Your brain doesn’t actually multitask. MIT research confirms it. What feels like multitasking is really context-switching, and every switch costs you energy, focus, and momentum.

I’ve tried chasing multiple goals at once. I burned out, stalled, and ultimately, failed. That’s why I stopped juggling and started sequencing. One goal at a time isn’t limiting. It’s smart. It’s strategic.

James Clear explains this beautifully in Atomic Habits: 1% better every day doesn’t sound impressive… until you do the math. 1.01 to the power of 365 = 37.78. That’s not a small improvement. That’s a transformation.

You don’t need a year to see it. In just 90-days, small daily actions compound into massive results. You don’t need to overhaul your entire life every January, that’s unsustainable. You just need to focus, show up consistently, and let the system do its work.

That’s exactly why I designed the Permission to Achieve System™ around 90-day goals. It gives your brain clarity, urgency, and permission to actually finish.

What You Can Accomplish Right Now Matters More Than What You’ll Do “Someday”

The Stoics knew this. The Buddhists knew this. And now neuroscience knows this too: the only moment you control is right now.

“Someday” is where dreams go to die. “Someday” is a thief. Future You is a stranger your brain doesn’t care about.

But Next-Month You? The person you’ll be 90-days  from now? That person feels real. That person feels close enough to matter.

How to Choose Your One 90-Day Goal (Without Overthinking It)

Here’s how my system works: 

I identify four major goals for the year. Not ten. Not twenty. Four. I choose the areas of life I want to improve right now. And I always begin with a Life Area Assessment.
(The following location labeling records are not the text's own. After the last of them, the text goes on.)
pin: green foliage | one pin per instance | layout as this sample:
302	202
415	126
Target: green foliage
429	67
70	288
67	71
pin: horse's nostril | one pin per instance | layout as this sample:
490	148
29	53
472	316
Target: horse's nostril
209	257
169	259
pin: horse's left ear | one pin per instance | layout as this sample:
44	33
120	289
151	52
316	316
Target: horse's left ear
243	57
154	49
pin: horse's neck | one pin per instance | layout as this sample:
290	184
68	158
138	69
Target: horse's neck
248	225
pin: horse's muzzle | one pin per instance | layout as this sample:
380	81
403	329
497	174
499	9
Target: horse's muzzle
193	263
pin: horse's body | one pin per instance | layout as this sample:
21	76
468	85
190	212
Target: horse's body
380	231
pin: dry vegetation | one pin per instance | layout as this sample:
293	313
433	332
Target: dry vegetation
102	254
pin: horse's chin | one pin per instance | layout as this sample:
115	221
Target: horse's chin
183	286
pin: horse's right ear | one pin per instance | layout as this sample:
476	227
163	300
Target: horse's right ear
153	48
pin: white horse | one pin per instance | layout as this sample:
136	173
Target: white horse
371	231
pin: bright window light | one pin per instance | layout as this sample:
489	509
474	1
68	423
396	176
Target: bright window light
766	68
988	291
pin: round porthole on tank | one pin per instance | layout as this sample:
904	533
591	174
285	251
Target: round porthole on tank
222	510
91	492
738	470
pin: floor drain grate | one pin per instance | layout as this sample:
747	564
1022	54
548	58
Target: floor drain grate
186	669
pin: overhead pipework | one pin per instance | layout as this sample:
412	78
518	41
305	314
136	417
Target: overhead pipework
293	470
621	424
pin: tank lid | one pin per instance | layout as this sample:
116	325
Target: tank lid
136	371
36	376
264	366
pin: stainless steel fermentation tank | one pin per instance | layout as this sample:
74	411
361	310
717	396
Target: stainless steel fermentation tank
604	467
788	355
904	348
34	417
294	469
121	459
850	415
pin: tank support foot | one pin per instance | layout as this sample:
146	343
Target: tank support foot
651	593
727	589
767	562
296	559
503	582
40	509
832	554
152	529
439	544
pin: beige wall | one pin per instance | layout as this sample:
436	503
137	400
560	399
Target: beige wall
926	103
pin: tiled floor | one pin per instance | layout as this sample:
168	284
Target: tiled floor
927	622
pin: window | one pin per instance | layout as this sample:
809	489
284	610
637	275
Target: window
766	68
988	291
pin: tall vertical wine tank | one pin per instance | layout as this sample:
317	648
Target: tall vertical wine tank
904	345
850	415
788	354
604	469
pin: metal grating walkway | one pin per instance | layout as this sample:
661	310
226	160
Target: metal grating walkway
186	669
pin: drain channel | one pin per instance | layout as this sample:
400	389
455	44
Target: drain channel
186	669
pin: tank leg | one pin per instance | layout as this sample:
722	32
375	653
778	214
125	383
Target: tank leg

Here’s why: before you can choose the right goal, you have to know where you actually are. Not where you wish you were. Not where you were last year. Where you are today.

Think of it like GPS. You can’t get directions without first setting your starting point. The Life Area Assessment is that starting point.

I look at five key areas of life:

  • Health
  • Finances
  • Relationships
  • Career
  • Personal Growth

From there, I create four goals, one per quarter. One focus. One sprint. And at the end of 12 weeks, I move on with a clean slate and fresh momentum.

The Bottom Line

You don’t fail at goals because you’re broken. You fail because the system was never designed for your brain. Twelve-week goals work because they align with how ADHD brains actually function: urgency, proximity, dopamine, momentum. One goal at a time. Twelve weeks of focus. Then move on.

Stop waiting for someday. Start building today.

Disclaimer: This content is for informational purposes only and is not intended as medical advice. Always consult with healthcare professionals regarding ADHD symptoms and treatment options.